PubMed/Medline databases were searched from inception to July of 2020, according to PRISMA guidelines.
Among the 618 abstracts identified, 18 articles describing 23 patients (60.9% female, mean age 50.5 years) were included. Median time between infection and vasculitis development was 3 months. Five (21.7%) patients expired during follow-up. Vasculitis regressed after the resolution of infection in 12/23 (52.2%). ANCA titers decreased significantly on follow-up in 14/16 patients and in all survivors in which they were measured. Pathogens reported included Mycobacterium spp., Coccidioides spp., Rickettsia rickettsii, Staphylococcus spp., EBV, CMV and Dengue virus.

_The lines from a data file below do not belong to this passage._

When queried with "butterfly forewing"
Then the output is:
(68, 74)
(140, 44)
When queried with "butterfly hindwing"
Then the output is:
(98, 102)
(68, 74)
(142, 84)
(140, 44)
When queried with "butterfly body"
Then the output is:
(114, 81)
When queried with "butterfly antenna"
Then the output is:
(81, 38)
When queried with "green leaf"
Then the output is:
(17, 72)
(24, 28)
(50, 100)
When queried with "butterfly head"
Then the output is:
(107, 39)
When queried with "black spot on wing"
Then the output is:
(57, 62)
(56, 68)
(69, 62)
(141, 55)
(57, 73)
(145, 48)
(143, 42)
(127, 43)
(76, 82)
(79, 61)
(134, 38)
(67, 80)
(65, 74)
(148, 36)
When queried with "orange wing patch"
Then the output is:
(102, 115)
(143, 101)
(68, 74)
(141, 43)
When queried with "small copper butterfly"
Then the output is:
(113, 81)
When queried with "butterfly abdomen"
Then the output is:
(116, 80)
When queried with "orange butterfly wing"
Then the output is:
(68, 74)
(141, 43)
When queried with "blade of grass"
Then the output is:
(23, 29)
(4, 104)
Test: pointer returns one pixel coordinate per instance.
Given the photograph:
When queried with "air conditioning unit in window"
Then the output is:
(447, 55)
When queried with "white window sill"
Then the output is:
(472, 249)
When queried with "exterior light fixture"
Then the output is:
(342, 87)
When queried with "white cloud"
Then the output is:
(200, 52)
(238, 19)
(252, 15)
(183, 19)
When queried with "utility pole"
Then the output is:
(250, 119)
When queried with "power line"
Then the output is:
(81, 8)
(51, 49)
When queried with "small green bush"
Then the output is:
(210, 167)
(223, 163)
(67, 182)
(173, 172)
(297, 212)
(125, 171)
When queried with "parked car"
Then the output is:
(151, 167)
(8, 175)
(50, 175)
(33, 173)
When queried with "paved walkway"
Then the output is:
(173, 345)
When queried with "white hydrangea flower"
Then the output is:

MPO-AAV can occur after infection and may regress after its resolution. Infection should be considered in cases of MPO-AAV, as immunosuppressive treatment can have catastrophic results if the infection is not adequately treated.
•Infections can lead to production of MPO-ANCA and development of vasculitis.•Pathogens include viruses, bacteria, mycobacteria and fungi.•In most cases, MPO-ANCA titers and vasculitis regress post-infection.•Consider infection, especially in immunosuppression-resistant cases of MPO-AAV•Immunosuppressant administration during an undiagnosed infection can be detrimental.